Dubbed mian si jin pai, or "amnesty cards", in a playful echo of the tokens used in imperial China, this is one of the innovations that Chinese-language teacher Dong Yan has come up with to make lessons more interesting.

Each card grants a pupil one chance to be let off the hook and can also be used to help "save" a friend in similar situations.

Yesterday, Madam Dong, 42, was one of nine teachers awarded the Inspiring Chinese Language Teachers Award, organised by Lianhe Zaobao and endorsed by the Ministry of Education.

The cards have helped pupils become more engaged during Chinese lessons, she said.

"They enjoy it more and participate more actively in class," said Madam Dong, who has taught in the school for 14 years and thought up the idea with her Chinese department colleagues.

She has also incorporated elements of Chinese history, such as the Three Kingdoms period in China, into the amnesty cards.

"I link the cards to heroes such as Chinese strategist and statesman Zhuge Liang and military general Zhao Yun, and tell pupils about that era," she said.

Minister of State for Trade and Industry Teo Ser Luck, who presented the awards, said parents can spur their children's interest in Chinese language through pop culture.

The Mayor of North East District said he lets his children watch Chinese drama serials and Korean ones which have been dubbed in Mandarin or subtitled in Chinese. "They are not very good in Chinese... but they read the subtitles, watch, and listen... and practise (speaking) at home," he told reporters.

He also gets them to read Chinese comics and listen to Mandopop songs, such as those by Taiwan singer Jay Chou.

"Part of my own learning process was through pop songs too," said Mr Teo, adding that he likes Hong Kong singers Khalil Fong and Eason Chan.

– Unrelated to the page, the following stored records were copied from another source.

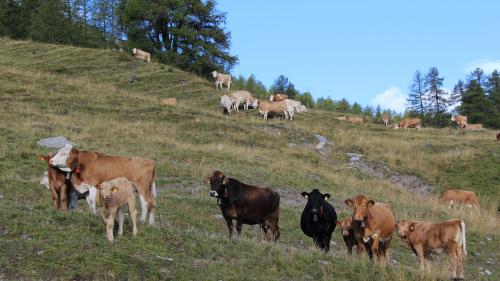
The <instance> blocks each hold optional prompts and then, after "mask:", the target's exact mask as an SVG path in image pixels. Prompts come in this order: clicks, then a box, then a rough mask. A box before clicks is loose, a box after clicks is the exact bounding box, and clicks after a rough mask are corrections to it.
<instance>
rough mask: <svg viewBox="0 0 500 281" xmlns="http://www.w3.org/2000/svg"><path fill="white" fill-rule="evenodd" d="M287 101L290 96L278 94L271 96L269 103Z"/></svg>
mask: <svg viewBox="0 0 500 281" xmlns="http://www.w3.org/2000/svg"><path fill="white" fill-rule="evenodd" d="M286 99H288V95H285V94H276V95H271V96H269V101H271V102H278V101H283V100H286Z"/></svg>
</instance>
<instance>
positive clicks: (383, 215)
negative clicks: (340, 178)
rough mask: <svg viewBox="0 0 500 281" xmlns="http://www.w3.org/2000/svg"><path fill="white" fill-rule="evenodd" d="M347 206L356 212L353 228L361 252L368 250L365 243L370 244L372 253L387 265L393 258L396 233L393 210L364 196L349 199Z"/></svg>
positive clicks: (379, 259)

The nine teachers - five from primary schools, two from secondary schools and two from junior colleges - were chosen from 1,000 nominated by school principals, teachers, parents and students.

Nominated teachers had to go through three rounds of judging and an interview.

The awards were presented at the launch of the Singapore Book Fair at Suntec Singapore Convention and Exhibition Centre.